I took in pages upon pages of Help instructions from the iPod manual and website. I Reset the iPod. I made promises I knew I wouldn't keep if only the little machine would come back to life.
No luck.

My Beloved wanted to attend the pre-opening of the Lee Friedlander exhibit at the Museum of Modern Art. We went. I maneuvered through crowds, soaked in photography, and tried not to think about my iPod, how screwed I would be if the thing refused to resurrect itself.

When we returned home from the Friedlander show I was sorely disappointed to see that little iPod elves (distant cousins of the little shoemaker elves of lore) had not visited in our absence.
The iPod screen alternated between the Reset Apple icon and the devastatingly abrupt Folder with Exclamation Point.
In the throes of desperation I followed instructions to Restore, effectively wiping out the hard drive (including that day's interview) and attempted to begin my iPod life again.

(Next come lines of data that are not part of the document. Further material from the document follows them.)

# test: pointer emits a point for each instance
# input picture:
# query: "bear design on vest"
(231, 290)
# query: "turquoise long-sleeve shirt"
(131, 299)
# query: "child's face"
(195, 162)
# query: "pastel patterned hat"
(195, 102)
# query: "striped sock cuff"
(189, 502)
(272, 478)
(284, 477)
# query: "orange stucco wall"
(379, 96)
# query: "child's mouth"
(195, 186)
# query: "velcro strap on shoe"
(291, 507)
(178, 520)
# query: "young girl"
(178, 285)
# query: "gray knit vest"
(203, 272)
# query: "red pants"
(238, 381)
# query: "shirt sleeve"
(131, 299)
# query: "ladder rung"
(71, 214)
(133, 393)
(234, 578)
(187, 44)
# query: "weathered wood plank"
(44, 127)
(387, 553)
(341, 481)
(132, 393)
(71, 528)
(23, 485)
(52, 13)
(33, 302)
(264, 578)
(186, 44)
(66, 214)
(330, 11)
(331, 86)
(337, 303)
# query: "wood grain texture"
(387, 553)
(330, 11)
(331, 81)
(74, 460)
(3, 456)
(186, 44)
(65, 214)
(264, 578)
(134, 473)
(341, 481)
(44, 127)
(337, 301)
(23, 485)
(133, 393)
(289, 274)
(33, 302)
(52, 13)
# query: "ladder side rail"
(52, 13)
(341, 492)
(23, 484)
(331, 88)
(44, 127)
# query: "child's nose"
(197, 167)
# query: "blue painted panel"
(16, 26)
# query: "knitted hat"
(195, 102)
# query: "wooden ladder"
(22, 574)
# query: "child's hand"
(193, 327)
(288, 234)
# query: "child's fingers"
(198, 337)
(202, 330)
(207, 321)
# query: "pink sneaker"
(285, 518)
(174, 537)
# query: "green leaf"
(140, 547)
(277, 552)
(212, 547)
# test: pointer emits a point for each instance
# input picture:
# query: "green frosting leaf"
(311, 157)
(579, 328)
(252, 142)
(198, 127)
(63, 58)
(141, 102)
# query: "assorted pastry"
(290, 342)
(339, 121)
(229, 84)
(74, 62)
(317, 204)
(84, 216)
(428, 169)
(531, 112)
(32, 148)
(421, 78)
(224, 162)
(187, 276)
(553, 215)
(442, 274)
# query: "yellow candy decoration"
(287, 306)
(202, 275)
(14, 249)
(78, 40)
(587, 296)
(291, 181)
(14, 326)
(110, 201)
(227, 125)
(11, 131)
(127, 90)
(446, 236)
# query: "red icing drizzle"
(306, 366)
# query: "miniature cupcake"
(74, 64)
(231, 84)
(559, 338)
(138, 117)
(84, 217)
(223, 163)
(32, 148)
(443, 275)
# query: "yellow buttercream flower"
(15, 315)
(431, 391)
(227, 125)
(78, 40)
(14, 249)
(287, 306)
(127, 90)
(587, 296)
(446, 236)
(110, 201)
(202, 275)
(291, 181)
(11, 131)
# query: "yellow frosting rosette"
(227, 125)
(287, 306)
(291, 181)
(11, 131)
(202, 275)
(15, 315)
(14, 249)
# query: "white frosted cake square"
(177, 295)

Around 2:30 Thursday morning my playlist finished its update. I ejected the iPod and tested the Record function. The counter reached 00:02:23 before I concluded that all was well again in my little iPod World.

Later that morning, after the sun was up, David Barker graciously offered another interview. That afternoon I went to Shea Stadium to research a music/baseball piece on the Arizona Diamondbacks. I interviewed Lance Cormier, Chris Snyder and Matt Kata. I listened to Pearl Jam's Ten on the 7 train out to Willets Point and Dylan's Blood On The Tracks on the ride back. The iPod worked fine.

Back at home the computer loaded, iTunes launched and my clubhouse interviews with the Diamondbacks (tucked away in Voice Memos) were successfully sucked out of my iPod. I renamed the files.
And then everything went to hell one more time.

Long story short: once again the computer refused to recognize my iPod. By Saturday morning, despite spending the night in the docking station, the iPod had completely lost its charge. The screen was blank. So after wrestling with it for hours on Wednesday night, followed by a repeat performance Thursday night, I spent Saturday morning trying to avoid the warranty sales pitch that occurs when you call the iPod service center.
I now wait for an Apple-approved shipping container to arrive so I might return the cause of my sleepless anxiety.